As I was monitoring my RSS feeds on a very early Saturday morning, I read a post that discussed BlogRush and what it was suppose to do. I saved it in my news bin as I was interested and wanted to give it a try. Here we are, two days later and this BlogRush widget is appearing on just about every site that can be considered a blog.

Background Info:

BlogRush in it’s simplest form is a content syndication network. If you add the widget to your blog, your own site will appear on other blogs with the widget installed. I know it may sound like one of those other blog advertising deals but this service dives into the equation a bit deeper.

BlogRush.com Widget

BlogRush works like this. Users signup and install the widget and display it somewhere on their site. If your site receives 100pageviews a day, your blog links will appear 100 times on other BlogRush widgets across the network. That’s great and all, but here comes the juicy part. If a user who is browsing your site clicks on the tab underneath the widget that reads ADD YOUR BLOG POSTS FOR FREE and they signup for an account, that user is added to your own BlogRush account as a referal. Now, when that user installs the widget to their site, your blog content will appear on that users widget 100 times in addition to the 100 times your site would appear across the network. As you add more referrals to your account and gain more traffic to your site, your traffic grows exponentially.

What I’ve Noticed:

Throughout the day on Saturday, I noticed that the same links would appear on my BlogRush widget, no matter how many times I refreshed the page.
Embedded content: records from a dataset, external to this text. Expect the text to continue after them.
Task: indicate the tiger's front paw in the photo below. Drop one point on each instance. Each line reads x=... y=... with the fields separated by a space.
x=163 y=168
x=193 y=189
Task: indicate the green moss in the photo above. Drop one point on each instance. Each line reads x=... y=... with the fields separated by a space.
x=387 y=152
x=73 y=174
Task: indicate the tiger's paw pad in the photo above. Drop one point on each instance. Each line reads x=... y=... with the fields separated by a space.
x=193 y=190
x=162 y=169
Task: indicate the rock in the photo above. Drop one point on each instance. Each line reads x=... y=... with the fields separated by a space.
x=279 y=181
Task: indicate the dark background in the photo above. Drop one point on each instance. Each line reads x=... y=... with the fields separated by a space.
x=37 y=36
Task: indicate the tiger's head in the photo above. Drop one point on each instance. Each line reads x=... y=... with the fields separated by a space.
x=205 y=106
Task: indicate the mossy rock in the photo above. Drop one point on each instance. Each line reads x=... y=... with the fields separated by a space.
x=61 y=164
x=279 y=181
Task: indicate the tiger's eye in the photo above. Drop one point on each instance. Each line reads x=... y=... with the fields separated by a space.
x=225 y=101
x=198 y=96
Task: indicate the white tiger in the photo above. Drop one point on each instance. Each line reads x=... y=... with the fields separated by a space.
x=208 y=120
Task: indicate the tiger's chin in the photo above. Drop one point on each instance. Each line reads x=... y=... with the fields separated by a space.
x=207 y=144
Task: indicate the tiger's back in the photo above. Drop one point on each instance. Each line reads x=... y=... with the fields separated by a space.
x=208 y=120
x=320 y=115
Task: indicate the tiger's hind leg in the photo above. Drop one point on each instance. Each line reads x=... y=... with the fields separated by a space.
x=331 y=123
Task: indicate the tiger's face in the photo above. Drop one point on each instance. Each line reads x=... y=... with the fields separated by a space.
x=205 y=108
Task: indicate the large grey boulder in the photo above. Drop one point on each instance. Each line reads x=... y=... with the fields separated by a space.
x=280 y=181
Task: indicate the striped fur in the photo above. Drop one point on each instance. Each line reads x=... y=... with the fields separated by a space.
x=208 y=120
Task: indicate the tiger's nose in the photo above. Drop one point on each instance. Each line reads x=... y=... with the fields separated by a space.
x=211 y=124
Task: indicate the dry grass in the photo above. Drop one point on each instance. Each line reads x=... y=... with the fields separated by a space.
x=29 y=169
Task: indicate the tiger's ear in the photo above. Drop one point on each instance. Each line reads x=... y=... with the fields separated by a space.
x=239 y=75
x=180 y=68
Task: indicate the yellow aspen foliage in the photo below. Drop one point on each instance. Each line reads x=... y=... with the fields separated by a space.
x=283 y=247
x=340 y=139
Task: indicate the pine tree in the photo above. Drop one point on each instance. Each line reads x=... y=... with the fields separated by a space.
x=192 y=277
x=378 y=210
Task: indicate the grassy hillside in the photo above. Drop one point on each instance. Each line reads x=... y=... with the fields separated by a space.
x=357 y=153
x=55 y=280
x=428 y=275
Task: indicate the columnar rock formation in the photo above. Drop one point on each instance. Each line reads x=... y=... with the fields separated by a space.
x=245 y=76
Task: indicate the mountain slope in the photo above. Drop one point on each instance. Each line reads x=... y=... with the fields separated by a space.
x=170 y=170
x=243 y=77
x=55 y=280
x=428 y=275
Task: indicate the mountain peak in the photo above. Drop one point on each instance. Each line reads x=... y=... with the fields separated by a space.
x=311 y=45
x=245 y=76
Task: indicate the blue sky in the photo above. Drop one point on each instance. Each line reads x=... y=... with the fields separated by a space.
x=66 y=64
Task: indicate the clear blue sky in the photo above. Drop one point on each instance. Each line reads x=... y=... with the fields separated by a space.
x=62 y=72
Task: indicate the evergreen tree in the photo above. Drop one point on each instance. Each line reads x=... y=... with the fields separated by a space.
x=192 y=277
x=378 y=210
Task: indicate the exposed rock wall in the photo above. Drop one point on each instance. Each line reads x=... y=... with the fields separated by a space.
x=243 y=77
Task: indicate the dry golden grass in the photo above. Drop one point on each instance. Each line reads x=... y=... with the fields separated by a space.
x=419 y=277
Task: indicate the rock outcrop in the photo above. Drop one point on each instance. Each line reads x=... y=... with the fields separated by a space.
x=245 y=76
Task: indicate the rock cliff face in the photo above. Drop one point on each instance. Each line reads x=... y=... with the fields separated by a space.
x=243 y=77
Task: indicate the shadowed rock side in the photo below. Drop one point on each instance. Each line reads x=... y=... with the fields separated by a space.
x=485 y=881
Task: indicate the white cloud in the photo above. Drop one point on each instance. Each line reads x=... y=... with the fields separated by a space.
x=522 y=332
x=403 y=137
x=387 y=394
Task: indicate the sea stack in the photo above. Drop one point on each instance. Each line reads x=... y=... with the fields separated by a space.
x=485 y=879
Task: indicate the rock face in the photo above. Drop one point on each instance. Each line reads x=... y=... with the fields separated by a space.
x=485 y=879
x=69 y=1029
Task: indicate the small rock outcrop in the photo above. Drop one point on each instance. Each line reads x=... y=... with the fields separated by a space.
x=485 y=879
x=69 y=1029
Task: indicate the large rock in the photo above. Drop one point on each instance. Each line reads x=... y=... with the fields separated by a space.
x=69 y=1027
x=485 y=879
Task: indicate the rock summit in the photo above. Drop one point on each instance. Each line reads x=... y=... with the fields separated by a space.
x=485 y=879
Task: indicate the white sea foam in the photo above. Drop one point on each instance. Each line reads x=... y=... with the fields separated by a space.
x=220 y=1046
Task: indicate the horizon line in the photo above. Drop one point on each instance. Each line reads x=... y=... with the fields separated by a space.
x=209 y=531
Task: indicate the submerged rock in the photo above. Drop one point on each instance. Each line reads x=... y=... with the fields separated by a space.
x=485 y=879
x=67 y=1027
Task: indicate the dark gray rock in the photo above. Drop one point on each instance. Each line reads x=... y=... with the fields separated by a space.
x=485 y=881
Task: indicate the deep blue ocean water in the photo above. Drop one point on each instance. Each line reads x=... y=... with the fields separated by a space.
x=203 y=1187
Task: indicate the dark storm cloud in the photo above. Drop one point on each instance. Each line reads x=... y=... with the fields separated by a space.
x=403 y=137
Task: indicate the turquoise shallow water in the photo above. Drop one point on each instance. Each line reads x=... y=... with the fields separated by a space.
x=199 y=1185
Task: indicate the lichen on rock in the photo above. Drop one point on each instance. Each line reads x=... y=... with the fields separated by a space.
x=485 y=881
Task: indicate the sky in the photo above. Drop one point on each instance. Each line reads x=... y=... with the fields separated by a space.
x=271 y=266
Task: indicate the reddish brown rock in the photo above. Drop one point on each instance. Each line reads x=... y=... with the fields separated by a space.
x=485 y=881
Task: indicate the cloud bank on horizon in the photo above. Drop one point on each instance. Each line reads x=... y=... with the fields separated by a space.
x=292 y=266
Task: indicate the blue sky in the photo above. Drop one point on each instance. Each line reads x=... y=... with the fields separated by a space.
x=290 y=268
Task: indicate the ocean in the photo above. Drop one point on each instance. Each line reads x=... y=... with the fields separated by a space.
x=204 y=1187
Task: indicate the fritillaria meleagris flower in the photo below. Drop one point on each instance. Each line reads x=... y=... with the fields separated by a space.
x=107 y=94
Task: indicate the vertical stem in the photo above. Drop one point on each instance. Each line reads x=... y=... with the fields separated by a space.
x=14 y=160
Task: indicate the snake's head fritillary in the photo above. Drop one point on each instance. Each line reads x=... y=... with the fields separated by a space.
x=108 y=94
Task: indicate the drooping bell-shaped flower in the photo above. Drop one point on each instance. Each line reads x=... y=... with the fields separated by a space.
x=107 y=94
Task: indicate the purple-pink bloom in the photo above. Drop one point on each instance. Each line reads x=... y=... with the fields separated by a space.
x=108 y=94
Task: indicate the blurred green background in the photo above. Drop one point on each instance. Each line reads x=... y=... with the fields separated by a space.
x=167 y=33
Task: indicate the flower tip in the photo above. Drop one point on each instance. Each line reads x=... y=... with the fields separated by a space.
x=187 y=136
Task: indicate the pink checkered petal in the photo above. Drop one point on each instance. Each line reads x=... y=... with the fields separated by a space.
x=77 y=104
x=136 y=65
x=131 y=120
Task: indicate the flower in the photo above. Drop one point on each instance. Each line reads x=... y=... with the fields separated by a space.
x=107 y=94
I think this was due to the lack of websites that were added to the same category as mine. However, the links have changed each time I have loaded my front page today, so that problem appears to be fixed. I also want to let you know that I myself, have clicked on a few of the links that appear on the widget that is published on this blog because they have been relevant and interesting. So in a sense, I have demonstrated to myself how this syndication network works.
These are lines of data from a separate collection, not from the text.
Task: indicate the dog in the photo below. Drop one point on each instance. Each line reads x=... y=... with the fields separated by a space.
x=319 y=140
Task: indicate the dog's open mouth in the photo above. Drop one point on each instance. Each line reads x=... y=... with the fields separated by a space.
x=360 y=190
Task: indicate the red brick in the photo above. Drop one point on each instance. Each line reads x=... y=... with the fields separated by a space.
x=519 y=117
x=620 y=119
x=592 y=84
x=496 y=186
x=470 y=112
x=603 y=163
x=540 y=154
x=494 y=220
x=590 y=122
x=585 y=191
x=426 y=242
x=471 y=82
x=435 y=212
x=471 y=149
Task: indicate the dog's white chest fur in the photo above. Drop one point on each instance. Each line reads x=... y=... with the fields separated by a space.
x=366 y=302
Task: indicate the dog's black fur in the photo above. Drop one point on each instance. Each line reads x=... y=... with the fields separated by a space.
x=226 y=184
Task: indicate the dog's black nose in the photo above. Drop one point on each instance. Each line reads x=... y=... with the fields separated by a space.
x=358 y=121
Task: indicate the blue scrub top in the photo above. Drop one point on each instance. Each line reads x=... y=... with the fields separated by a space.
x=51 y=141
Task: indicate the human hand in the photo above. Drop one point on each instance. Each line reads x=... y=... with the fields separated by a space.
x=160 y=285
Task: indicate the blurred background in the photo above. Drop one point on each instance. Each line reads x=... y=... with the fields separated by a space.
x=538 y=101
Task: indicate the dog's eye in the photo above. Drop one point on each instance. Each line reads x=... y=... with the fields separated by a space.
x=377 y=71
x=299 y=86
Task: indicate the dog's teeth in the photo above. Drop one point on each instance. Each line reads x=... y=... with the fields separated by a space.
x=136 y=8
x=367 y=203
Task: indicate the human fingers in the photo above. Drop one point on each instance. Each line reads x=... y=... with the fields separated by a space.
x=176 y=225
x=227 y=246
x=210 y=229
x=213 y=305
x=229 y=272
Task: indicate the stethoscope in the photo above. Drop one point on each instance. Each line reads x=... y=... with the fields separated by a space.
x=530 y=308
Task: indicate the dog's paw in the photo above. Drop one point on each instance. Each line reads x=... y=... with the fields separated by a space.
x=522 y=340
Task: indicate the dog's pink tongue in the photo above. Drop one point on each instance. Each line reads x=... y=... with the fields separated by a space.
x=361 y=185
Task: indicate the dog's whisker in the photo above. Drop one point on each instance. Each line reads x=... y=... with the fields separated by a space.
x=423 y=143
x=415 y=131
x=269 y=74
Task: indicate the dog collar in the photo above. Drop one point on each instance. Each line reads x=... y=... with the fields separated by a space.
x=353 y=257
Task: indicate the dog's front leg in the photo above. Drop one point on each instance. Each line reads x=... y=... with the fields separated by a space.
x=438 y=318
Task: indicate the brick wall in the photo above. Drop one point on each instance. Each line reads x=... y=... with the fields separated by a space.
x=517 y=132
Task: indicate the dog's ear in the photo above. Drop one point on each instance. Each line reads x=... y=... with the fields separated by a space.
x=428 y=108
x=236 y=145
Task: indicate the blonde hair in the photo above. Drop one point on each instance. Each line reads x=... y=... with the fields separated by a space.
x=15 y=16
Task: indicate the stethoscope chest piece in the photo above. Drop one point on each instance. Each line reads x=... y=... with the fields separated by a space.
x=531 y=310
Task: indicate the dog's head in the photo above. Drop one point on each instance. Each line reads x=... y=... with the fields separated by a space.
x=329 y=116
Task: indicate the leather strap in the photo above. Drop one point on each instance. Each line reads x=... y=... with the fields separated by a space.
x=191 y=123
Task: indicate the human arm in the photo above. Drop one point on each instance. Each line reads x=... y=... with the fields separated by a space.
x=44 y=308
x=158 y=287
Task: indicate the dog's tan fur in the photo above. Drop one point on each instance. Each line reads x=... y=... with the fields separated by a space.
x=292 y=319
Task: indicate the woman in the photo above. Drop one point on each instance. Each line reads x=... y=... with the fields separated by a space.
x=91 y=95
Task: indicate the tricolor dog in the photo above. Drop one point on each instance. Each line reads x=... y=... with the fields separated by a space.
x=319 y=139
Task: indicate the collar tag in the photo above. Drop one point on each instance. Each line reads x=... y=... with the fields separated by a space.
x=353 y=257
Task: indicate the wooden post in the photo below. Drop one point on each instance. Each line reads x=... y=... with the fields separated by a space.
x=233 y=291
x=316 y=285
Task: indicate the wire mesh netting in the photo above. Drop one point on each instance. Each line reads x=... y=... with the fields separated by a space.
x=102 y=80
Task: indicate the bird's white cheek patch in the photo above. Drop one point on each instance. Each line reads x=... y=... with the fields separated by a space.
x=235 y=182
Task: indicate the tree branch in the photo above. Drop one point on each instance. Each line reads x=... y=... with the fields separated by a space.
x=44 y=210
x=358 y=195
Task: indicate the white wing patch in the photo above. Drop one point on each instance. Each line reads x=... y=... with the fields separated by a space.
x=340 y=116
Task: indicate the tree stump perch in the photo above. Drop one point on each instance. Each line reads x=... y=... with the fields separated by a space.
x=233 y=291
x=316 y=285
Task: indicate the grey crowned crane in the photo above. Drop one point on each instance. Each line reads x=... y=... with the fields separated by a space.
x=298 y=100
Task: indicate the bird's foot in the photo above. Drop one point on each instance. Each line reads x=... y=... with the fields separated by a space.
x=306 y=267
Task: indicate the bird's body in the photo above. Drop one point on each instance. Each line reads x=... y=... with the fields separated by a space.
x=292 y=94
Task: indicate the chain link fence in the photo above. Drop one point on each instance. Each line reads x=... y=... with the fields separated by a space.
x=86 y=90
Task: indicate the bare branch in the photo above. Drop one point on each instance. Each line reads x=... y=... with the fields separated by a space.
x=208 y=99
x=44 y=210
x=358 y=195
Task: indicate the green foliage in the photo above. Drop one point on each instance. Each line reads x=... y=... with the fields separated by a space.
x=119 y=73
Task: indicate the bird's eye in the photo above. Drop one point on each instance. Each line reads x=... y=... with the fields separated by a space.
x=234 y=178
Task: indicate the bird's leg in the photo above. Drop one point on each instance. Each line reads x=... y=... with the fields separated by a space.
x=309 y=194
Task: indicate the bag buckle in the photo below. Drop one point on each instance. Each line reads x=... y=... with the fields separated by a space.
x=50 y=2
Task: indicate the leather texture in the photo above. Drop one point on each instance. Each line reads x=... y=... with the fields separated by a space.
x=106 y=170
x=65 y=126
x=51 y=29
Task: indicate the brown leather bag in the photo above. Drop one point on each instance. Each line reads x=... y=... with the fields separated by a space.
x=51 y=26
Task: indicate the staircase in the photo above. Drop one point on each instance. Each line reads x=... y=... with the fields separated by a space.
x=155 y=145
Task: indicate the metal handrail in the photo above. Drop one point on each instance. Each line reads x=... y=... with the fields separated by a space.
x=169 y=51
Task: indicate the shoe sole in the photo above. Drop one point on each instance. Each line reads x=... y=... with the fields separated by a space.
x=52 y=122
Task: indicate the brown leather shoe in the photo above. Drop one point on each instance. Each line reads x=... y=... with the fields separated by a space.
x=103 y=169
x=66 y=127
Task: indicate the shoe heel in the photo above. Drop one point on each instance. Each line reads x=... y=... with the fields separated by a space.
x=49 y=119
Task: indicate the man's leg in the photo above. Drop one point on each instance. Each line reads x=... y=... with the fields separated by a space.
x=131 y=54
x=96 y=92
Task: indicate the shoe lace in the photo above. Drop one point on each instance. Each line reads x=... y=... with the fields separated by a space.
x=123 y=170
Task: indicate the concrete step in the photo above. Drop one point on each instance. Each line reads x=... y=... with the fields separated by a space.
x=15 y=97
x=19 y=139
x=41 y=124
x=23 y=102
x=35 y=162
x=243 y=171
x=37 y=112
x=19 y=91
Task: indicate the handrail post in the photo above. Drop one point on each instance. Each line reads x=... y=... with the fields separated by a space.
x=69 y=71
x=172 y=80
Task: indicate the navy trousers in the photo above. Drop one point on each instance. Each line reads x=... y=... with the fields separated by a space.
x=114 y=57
Since displaying the widget, I can attest to seeing at least 5 people who were visiting this site who were referred by a BlogRush widget. The reason for this varies. Either the headlines to my articles suck or, it was early in the adoption phase. Considering this widget is gaining in popularity extremely fast, I expect to see the referral links increasing as time goes by.

Improvements Needed:

I’d like the ability to edit the width of the widget. The one on this site is just a pixel or 2 too big and it’s crunching the left sidebar. Right now, there is no way to edit the size of the widget. There are also no reports or stats as of yet. Apparently, that part of the service is still under construction. At first, I wanted to suggest a way for us to customize which sites appear on the widgets based on tags, but I have to admit, the BlogRush algorithm seems to be doing a pretty good job displaying related content.
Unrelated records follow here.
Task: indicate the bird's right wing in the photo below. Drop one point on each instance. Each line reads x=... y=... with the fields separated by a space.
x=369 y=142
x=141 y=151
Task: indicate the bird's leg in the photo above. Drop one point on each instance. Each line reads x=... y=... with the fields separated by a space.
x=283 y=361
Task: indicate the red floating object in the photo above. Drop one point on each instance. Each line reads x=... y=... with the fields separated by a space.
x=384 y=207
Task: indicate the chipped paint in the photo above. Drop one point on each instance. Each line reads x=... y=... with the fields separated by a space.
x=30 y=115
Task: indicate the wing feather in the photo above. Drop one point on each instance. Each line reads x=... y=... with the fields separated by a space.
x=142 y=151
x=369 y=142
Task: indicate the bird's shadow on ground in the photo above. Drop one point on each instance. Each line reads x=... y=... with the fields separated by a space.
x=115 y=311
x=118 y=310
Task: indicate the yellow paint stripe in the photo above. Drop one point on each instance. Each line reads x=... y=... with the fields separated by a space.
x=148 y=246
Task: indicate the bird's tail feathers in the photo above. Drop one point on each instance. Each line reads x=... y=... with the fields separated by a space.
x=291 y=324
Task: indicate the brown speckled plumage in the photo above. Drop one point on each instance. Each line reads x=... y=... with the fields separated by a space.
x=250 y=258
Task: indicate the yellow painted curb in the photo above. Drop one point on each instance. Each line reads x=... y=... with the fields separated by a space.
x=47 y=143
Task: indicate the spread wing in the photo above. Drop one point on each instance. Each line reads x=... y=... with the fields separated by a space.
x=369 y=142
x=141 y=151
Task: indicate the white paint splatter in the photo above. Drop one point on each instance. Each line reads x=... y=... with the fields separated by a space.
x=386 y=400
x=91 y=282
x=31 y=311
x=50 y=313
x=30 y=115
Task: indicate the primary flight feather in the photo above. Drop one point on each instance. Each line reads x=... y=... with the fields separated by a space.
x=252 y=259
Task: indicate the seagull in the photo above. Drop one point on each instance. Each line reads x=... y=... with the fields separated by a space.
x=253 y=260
At times, there are blog headlines that appear in my widget which seem screwed up. The headlines appear as all question marks as if I don’t have the language pack the headline was written in. It could also be the case that the blog entry was spam. Speaking of blog spam, it will be interesting to see if BlogRush actually syndicates blogspam which in my opinion would send this service back to where it came from.

Conclusion:

This service has come out of no where and is really taking the blogging world by storm. John Reese hit the nail on the head with this service although, I’m not sure what the revenue model is just yet. If you own a blog or a website and you need traffic, definitely give this service a try. It’s free, it’s easy to install, and so far, it seems to be working. If you would like to take part in this blogging phenomenon, be sure to visit BlogRush.com and sign up for your own free account.

If you are currently using BlogRush, I’d be very interested in hearing your experience with it thus far.